Aligning stories with business goals - AWS Prescriptive Guidance

Aligning stories with business goals

After you perform business and technical assessments, we recommend that you create a diagram that includes a set of stories for each level of data usage maturity. This visualization makes it easy to align your data usage with your company's business goals. For example, a near real-time fraud detection business outcome requires a near real-time actions capability story.  

The stories are technical capabilities, data sharing mechanisms, people, and processes that are required to achieve the business goals. You write the business outcomes on the right side of the diagram based on your business discovery interviews, and fill the status of each story based on technical assessments. You can then select the stories your company should work on, and create a roadmap.  

The following diagram shows whether each story is required, based on business outcomes. It also shows the current status of each story based on information that you collected in technical assessments. The diagram is usually followed by a report that explains each status in detail.

Visualizing enablement stories for each data maturity phase

You work back from the right side (Business outcomes) to the left side to enable the stories. For example, to enable a story in the third stage (Insights and reports), you have to enable its dependencies in the second stage (Data lake) and first stage (Data foundation).

Based on the assessment and the requirements for business outcomes, each story is classified as green, yellow, gray, or red.

  • Green means that the story is in place and can scale to deliver the business outcomes. For example, in the diagram, the CDC ingestion story in the first (Data foundation) stage is green, which means that the company has the tools and process to accomplish the story for the data source they have. The Better customer experience business outcome requires ingesting relevant customer data and enriching it with other data inside the company, to better understand the customer and provide personalization.

  • Yellow means that the capability or process exists, but it is not fully functional or will not support the scale that the business outcome requires. For example, in the diagram, the Centralized data catalog story in the second (Data lake) stage is yellow. This indicates that the company has a central data catalog, but the catalog isn't fully populated with the metadata required by the other stages, or it's used by only a few business areas. This classification impacts the data sharing capabilities in the next (Insights and reports) stage.

  • Gray means that the story isn't required.
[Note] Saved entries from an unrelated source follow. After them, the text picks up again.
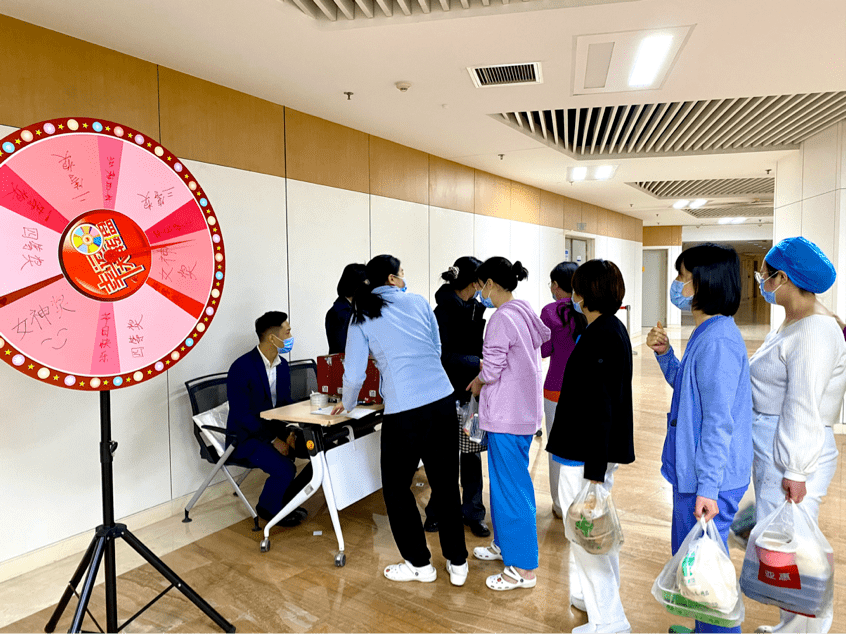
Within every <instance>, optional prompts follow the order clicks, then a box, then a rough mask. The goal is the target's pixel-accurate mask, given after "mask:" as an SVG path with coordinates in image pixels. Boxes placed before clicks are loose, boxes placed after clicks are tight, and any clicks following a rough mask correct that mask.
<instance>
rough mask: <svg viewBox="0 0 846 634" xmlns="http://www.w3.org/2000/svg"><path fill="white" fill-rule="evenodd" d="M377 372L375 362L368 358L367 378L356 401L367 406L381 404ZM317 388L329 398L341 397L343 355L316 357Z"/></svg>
mask: <svg viewBox="0 0 846 634" xmlns="http://www.w3.org/2000/svg"><path fill="white" fill-rule="evenodd" d="M379 381H380V377H379V370H377V369H376V361H375V360H374V359H373V357H370V358H369V359H368V361H367V377H366V378H365V379H364V385H362V386H361V392H359V394H358V400H359V401H360V402H364V403H367V404H374V403H381V402H382V397H381V395H380V394H379ZM317 387H318V390H319V391H320V392H321V393H323V394H328V395H329V396H343V392H344V354H343V353H342V352H341V353H338V354H329V355H325V356H322V357H317Z"/></svg>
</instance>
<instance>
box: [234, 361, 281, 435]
mask: <svg viewBox="0 0 846 634" xmlns="http://www.w3.org/2000/svg"><path fill="white" fill-rule="evenodd" d="M251 374H252V373H251V372H250V371H249V368H245V367H244V364H241V363H237V362H236V363H233V364H232V367H231V368H230V369H229V374H228V375H227V377H226V397H227V399H228V400H229V418H228V419H227V421H226V428H227V430H228V432H229V439H230V442H234V443H235V444H239V443H243V442H244V441H246V440H249V439H251V438H257V439H259V440H264V441H268V442H269V441H270V440H272V439H273V438H274V437H275V436H276V434H275V433H274V432H273V431H272V429H270V426H269V425H265V423H264V421H263V420H262V418H261V417H260V416H259V413H258V412H253V411H252V408H251V402H252V401H254V400H256V398H251V397H253V394H252V391H253V390H255V389H256V385H255V381H251V376H250V375H251ZM261 389H263V388H261Z"/></svg>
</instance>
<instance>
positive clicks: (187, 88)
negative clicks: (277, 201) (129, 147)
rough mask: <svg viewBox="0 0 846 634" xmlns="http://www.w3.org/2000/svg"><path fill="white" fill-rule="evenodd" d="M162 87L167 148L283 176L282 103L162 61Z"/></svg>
mask: <svg viewBox="0 0 846 634" xmlns="http://www.w3.org/2000/svg"><path fill="white" fill-rule="evenodd" d="M159 91H160V99H161V130H162V139H161V141H162V143H163V144H164V145H165V146H167V148H168V149H169V150H171V151H172V152H174V153H176V154H177V155H178V156H181V157H182V158H187V159H194V160H197V161H203V162H205V163H214V164H216V165H226V166H227V167H235V168H238V169H243V170H247V171H250V172H260V173H262V174H271V175H273V176H285V108H284V107H283V106H280V105H278V104H275V103H271V102H269V101H265V100H263V99H259V98H258V97H253V96H251V95H247V94H245V93H242V92H238V91H237V90H232V89H230V88H225V87H223V86H219V85H218V84H213V83H211V82H208V81H205V80H203V79H197V78H196V77H192V76H191V75H185V74H184V73H180V72H177V71H175V70H171V69H169V68H164V67H159ZM235 122H237V124H236V123H235Z"/></svg>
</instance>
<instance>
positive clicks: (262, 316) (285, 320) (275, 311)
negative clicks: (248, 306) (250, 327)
mask: <svg viewBox="0 0 846 634" xmlns="http://www.w3.org/2000/svg"><path fill="white" fill-rule="evenodd" d="M286 321H288V315H287V313H283V312H281V311H278V310H272V311H270V312H269V313H265V314H264V315H262V316H261V317H259V318H258V319H256V334H257V335H258V338H259V341H261V340H262V339H264V336H265V335H266V334H267V331H268V330H271V329H273V328H280V327H281V326H282V324H284V323H285V322H286Z"/></svg>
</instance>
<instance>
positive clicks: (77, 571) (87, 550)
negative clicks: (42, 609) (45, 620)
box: [44, 537, 97, 634]
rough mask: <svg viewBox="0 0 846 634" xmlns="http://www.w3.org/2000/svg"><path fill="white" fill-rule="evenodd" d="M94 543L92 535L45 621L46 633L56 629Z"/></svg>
mask: <svg viewBox="0 0 846 634" xmlns="http://www.w3.org/2000/svg"><path fill="white" fill-rule="evenodd" d="M96 545H97V537H94V538H93V539H92V540H91V543H90V544H88V550H86V551H85V554H84V555H83V556H82V560H81V561H80V562H79V565H78V566H77V567H76V572H74V573H73V577H71V580H70V581H69V582H68V587H67V588H65V592H64V594H63V595H62V598H61V599H59V604H58V605H57V606H56V609H55V610H53V616H51V617H50V620H49V621H47V625H45V626H44V631H45V632H47V634H51V632H54V631H55V630H56V625H58V623H59V619H61V618H62V614H64V612H65V608H67V607H68V603H69V602H70V599H71V597H72V596H73V593H74V592H75V591H76V586H78V585H79V582H80V581H82V575H84V574H85V571H86V570H87V569H88V564H90V563H91V555H93V554H94V547H95V546H96Z"/></svg>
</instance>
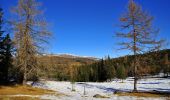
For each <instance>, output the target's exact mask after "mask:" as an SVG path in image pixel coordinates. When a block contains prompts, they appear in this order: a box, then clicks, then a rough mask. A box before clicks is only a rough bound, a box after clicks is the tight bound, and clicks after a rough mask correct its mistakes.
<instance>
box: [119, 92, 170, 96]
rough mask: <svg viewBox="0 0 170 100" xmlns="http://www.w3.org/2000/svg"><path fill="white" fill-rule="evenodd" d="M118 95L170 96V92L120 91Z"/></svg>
mask: <svg viewBox="0 0 170 100" xmlns="http://www.w3.org/2000/svg"><path fill="white" fill-rule="evenodd" d="M117 95H118V96H136V97H170V95H169V94H166V93H152V92H138V93H133V92H126V93H118V94H117Z"/></svg>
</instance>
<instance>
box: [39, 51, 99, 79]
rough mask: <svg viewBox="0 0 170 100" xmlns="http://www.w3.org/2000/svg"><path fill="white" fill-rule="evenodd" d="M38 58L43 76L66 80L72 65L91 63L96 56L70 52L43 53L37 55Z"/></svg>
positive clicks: (97, 59)
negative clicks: (64, 52) (70, 52)
mask: <svg viewBox="0 0 170 100" xmlns="http://www.w3.org/2000/svg"><path fill="white" fill-rule="evenodd" d="M38 60H39V62H40V64H41V68H40V72H41V74H42V76H43V77H45V78H53V79H54V78H55V79H58V80H68V79H69V78H70V70H71V69H72V67H74V66H80V65H85V64H92V63H94V62H97V61H98V58H94V57H84V56H83V57H82V56H76V55H71V54H43V55H41V56H38Z"/></svg>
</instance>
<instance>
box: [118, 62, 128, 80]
mask: <svg viewBox="0 0 170 100" xmlns="http://www.w3.org/2000/svg"><path fill="white" fill-rule="evenodd" d="M116 75H117V78H118V79H122V82H123V79H125V78H126V72H125V68H124V66H123V65H121V66H118V69H117V72H116Z"/></svg>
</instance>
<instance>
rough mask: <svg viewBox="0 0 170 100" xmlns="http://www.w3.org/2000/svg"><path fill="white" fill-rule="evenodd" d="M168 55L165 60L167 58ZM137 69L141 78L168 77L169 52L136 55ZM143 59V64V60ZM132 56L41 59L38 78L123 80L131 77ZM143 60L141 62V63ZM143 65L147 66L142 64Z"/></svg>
mask: <svg viewBox="0 0 170 100" xmlns="http://www.w3.org/2000/svg"><path fill="white" fill-rule="evenodd" d="M167 55H168V56H167ZM138 56H139V58H140V59H141V60H140V66H138V74H139V76H140V77H141V78H142V77H143V76H146V75H156V74H159V73H160V72H161V73H165V76H167V75H168V73H170V66H169V65H167V64H166V62H169V59H168V58H170V49H165V50H161V51H157V52H150V53H146V54H141V55H138ZM145 59H147V62H146V60H145ZM133 60H134V56H133V55H128V56H123V57H118V58H110V57H109V56H108V57H105V58H104V59H99V60H92V59H85V58H83V59H82V58H74V59H73V58H70V59H69V58H63V57H62V58H61V57H57V56H41V57H39V61H40V62H41V64H42V65H41V66H40V69H41V76H40V77H41V78H45V79H52V80H58V81H78V82H79V81H80V82H84V81H91V82H103V81H110V80H112V79H114V78H118V79H125V78H126V77H132V76H133V65H132V64H133ZM142 60H143V62H141V61H142ZM146 63H147V64H146Z"/></svg>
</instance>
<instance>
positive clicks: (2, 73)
mask: <svg viewBox="0 0 170 100" xmlns="http://www.w3.org/2000/svg"><path fill="white" fill-rule="evenodd" d="M2 17H3V10H2V8H0V81H2V80H3V65H2V60H3V37H2V35H3V33H4V31H3V30H2V26H3V19H2Z"/></svg>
  • Red means that the story is required by business outcomes but hasn't been implemented. For example, in the diagram, the Data sharing story in the Insights and reports stage is red. Creating a comprehensive machine learning model for customer recommendations requires grouping datasets, which requires data sharing capabilities. However, this story hasn't been implemented. In this example, data sharing also requires capabilities in the Data lake stage to be fully functional, at least for the datasets that are part of the models, but you can see that Data stewardship hasn't been implemented.

The story Data privacy, protection, and compliance (in the Data lake stage) is always required, and it becomes more relevant as data privacy regulations are pushed by new data protection requirements. For example, the General Data Protection Regulation (GDPR) started in the US with the Virginia Consumer Data Protection Act (CDPA) and the California Consumer Privacy Act (CCPA), and is already in place for some Latin American countries such as Lei Geral de Proteção a Dados Pessoais (LGPD) in Brazil, Mexican data protection in Mexico, Data Protection in Colombia, Law 29733 in Peru, and Argentina Personal Data Protection laws.